Six of them went on: Brother Erdagon, Sergeant Sandamael, Ancient Metrion – as always never far from Lord Caedis, Reclusiarch Mazrael and Epistolary Guinian. Guinian pushed forward gingerly with his mind, wary now of the powerful nature of the xenos they sought. His last encounter with a genestealer psyker had been with the false Saint Hestia on Katria. A fourth-generation hybrid almost human in appearance, but alien in mind, and utterly slaved to the monsters she had given birth to. Her power had been raw but devastating, this was something different. The xenos mind was a black wall, a featureless boulder of solidified might hanging in the empyrean. No emotion, no desire; only infinite patience and hatred.
Guinian pulled back his mind. They were close. Gelid malice chilled the space between the walls.
They were deep into the alien ship, and the corridors had become progressively wider and taller. Thick vaulting like the ribs of a great animal braced the vessel’s inner hull. Ramps led down to the curving floor every one hundred metres, the tops of them reaching out to galleries held out on thin struts. Seven holes opened up off each of these galleries, leading off into a warren of increasingly narrow tunnels. All this Guinian saw through his sensorium; the echo locator of his suit matching details with the Imagifer Maximus’s map and filling his visor with a false image.
The walls of the corridors they traversed were not visible to the eye. Fog filled the place. The members of Squad Hesperian had told of the mists that filled large part of the hulk, but this was thicker than the material Guinian had seen recorded by their suits. A nauseating mustard-green, it was impossible to see through and extremely radioactive. If Guinian deactivated his suit sonar he would be blind. From afar, he felt the glancing touch of Ranial, the Novamarines Epistolary. Strange, thought Guinian, to feel such relief in the contact of someone who was not a brother. There was no message to it, not that Guinian co
uld read; he was not skilled in the thought transmission and reception such as the astropaths used, but he felt a powerful sense of urgency.

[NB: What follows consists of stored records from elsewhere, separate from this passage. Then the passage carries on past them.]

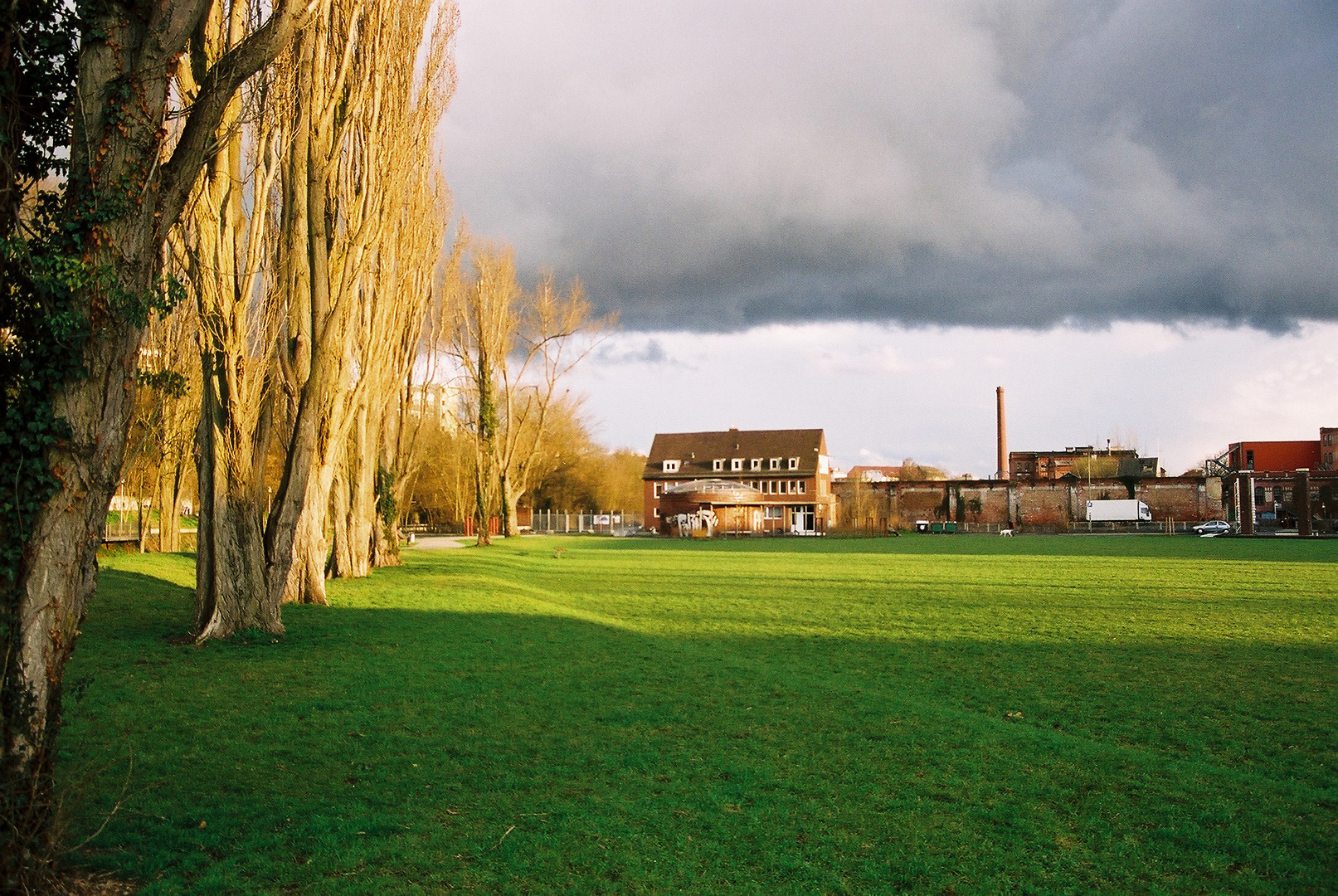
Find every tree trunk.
[0,319,144,894]
[327,452,353,579]
[0,0,301,894]
[194,352,284,642]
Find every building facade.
[1219,438,1323,472]
[641,429,835,535]
[1008,446,1157,481]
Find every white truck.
[1087,500,1152,523]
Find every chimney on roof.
[994,387,1008,479]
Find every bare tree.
[289,0,456,588]
[450,245,611,544]
[0,0,310,892]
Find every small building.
[1218,439,1321,472]
[1008,446,1157,481]
[641,429,835,535]
[1319,426,1338,470]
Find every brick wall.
[836,476,1224,529]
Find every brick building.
[1319,426,1338,470]
[1008,446,1157,481]
[838,476,1223,533]
[641,429,836,533]
[1219,438,1323,472]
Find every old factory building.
[641,429,835,535]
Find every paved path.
[411,535,474,548]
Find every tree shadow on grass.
[61,570,1338,892]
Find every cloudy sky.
[441,0,1338,475]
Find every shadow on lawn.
[63,570,1338,892]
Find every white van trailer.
[1087,500,1152,523]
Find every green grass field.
[61,536,1338,894]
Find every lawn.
[61,536,1338,894]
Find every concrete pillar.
[1292,470,1311,538]
[1236,472,1253,535]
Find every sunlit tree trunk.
[0,0,301,892]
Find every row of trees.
[0,0,607,894]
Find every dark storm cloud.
[445,2,1338,330]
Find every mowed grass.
[61,536,1338,894]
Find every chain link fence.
[531,511,644,535]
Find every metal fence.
[530,511,642,535]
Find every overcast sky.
[441,0,1338,475]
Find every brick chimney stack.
[994,387,1008,479]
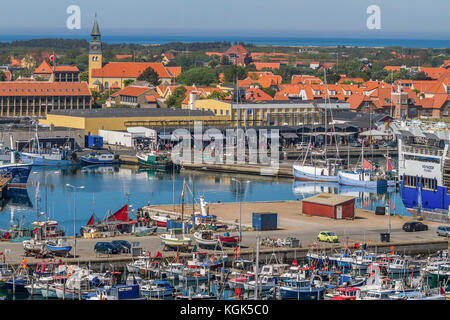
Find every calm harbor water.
[0,166,409,235]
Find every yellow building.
[41,108,227,135]
[184,96,330,126]
[89,19,178,91]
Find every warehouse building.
[0,81,92,117]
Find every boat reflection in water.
[292,181,411,216]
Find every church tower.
[89,15,103,88]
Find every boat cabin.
[34,262,56,277]
[331,287,361,300]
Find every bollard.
[13,275,16,300]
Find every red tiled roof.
[116,54,133,60]
[111,86,153,97]
[0,81,91,97]
[252,62,280,70]
[34,60,80,74]
[245,88,273,101]
[92,62,173,78]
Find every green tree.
[137,67,159,86]
[166,87,186,108]
[80,71,89,82]
[207,91,231,100]
[177,67,219,86]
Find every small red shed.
[302,192,355,219]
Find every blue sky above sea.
[0,0,450,48]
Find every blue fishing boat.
[0,163,31,192]
[45,239,72,256]
[20,148,74,166]
[338,169,388,189]
[280,280,325,300]
[80,152,114,164]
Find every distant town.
[0,15,450,134]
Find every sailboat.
[160,180,192,248]
[338,140,387,189]
[22,183,46,255]
[292,69,339,182]
[20,122,73,166]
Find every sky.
[0,0,450,40]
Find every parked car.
[317,231,339,243]
[94,242,119,254]
[111,240,131,253]
[402,221,428,232]
[436,226,450,237]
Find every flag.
[363,159,373,170]
[388,160,392,171]
[87,214,94,226]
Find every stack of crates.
[252,212,278,231]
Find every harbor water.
[0,166,410,236]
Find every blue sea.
[0,34,450,48]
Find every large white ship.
[397,123,450,221]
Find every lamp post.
[66,183,84,258]
[231,178,250,248]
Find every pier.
[0,201,449,270]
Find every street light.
[66,183,84,258]
[231,178,250,248]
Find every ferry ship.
[398,124,450,221]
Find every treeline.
[0,38,89,49]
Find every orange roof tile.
[111,86,153,97]
[0,81,91,96]
[92,62,173,78]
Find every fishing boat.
[80,152,114,164]
[187,251,228,269]
[331,287,360,300]
[150,214,171,227]
[244,276,278,292]
[136,150,173,171]
[85,284,145,300]
[0,163,32,194]
[31,220,65,239]
[22,239,46,256]
[20,122,74,166]
[45,238,72,257]
[216,232,239,247]
[194,230,219,248]
[387,257,421,275]
[280,279,325,300]
[160,228,192,248]
[228,273,255,289]
[140,280,174,298]
[338,169,388,189]
[292,164,339,182]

The rad-counter in his helmet was a rattling annoyance. His brothers were distant in the fog. He felt alone, stalked through the fog by an invisible, powerful enemy.
A burst of gunfire shocked Guinian out of his reverie.
‘Movement! Movement in the fog!’ Brother Ancient Metrion, the Chapter standard bearer and Caedis’s sworn bodyguard. More gunfire. A scream of pain. Blood splashed across his visor. In the mist, he saw movement, something large and powerful caused it to swirl. His suit sonar sketched a huge shape, but it was quickly gone.
‘Halt!’ shouted Guinian. He raised his gun and fired into the mist. The explosions of the bolts were muffled.
‘Report!’ said Sandamael, the squad sergeant. Their communications were fuzzed and grating, pulled at by the radiation in the fog.
‘Metrion.’
‘Epistolary Guinian,’ shouted the psyker.
‘I, Mazrael, live, as does our lord. Brother Erdagon?’
‘He is dead.’
Tension settled on the small group.
‘I can’t see a thing in this! Why aren’t our sonar pulses showing us the enemy?’ said Sandamael.
Guinian replied. ‘It is fast, and it does not wish to be seen.’
‘We must go on, we have to go on,’ said Mazrael. ‘The Emperor has guided us here, and our lord has one last service to perform.’
‘We cannot fight what we cannot see!’ said Sandamael.
‘It is not for us to battle this evil, but for our lord and our lord alone,’ said Mazrael.
Sandamael swore.
‘Fall in more tightly. That way we will not be caught unawares,’ ordered Guinian.
The remaining two members of Squad Blood’s Fury drew in closer to the three officers. No one spoke. Eyes were firmly fixed on the false image.